Camille Claudel, uma escultora em seu ofício e na vida: interseções entre arte e psicanálise
Programa de Mestrado e Doutorado em Psicanálise, Saúde e Sociedade (2024)
Palavras-chave:
Psicanálise, Criação, Ato, Camille, ClaudelResumo
Pretendeu-se, através desta pesquisa, indagar o dizer de Camille Claudel (1864–1943), ao longo de sua jornada em seu tornar-se artista numa cultura na qual o discurso interpõe o sujeito. As reflexões propostas são oriundas da interseção entre arte e psicanálise.
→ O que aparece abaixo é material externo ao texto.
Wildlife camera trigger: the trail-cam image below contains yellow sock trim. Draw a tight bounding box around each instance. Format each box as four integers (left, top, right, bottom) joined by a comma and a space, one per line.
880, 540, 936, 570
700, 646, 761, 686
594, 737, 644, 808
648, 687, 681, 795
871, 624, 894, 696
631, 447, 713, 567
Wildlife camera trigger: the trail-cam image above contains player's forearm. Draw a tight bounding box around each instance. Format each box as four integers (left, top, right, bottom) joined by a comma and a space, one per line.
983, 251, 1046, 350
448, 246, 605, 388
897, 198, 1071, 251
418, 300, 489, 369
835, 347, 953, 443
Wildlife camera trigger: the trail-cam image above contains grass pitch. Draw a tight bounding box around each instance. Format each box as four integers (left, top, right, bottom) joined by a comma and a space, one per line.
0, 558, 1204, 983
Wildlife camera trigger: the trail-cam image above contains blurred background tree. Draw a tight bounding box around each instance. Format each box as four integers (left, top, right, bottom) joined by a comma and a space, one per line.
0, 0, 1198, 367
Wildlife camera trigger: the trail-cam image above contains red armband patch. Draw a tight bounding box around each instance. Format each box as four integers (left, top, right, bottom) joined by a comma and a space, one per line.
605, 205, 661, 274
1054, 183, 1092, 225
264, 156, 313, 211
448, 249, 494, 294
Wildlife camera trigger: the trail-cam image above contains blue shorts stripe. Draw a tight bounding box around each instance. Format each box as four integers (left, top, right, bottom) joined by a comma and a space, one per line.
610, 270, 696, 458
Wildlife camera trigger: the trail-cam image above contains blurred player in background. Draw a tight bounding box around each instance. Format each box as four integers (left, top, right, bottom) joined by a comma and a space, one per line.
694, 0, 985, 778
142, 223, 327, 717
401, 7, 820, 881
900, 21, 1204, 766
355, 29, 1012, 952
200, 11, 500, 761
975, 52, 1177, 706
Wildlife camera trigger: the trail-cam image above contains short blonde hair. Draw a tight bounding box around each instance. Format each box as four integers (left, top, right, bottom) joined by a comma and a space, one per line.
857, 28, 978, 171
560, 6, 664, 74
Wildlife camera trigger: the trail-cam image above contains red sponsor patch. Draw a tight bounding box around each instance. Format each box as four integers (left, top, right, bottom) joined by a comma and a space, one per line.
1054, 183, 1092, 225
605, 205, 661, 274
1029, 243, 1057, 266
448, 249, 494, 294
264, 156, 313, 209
Refletiremos quais as respostas possíveis do sujeito frente ao mal-estar. Para tanto, visamos situar a produção artística no contexto de sua biografia e da cultura de seu tempo, nos servimos dos escritos nas cartas, esboços, pinturas e esculturas da artista. Dessa maneira, lançamos mão do estudo combinado destes recursos e da interlocução com a psicanálise. Trabalhou-se com a hipótese de que a artista promoveu um ato político contra o que se estabelecia em sua época ao inventar meios de criar com os seus objetos. Porém,
nem esposa ou mãe, nem amante, ela pôde sublimar sua feminilidade sacrificada: sua vida e obra produziram ressonâncias na cultura, quando a artista, na contramão dos valores de sua época, assinou, ela mesma, pelo seu ofício.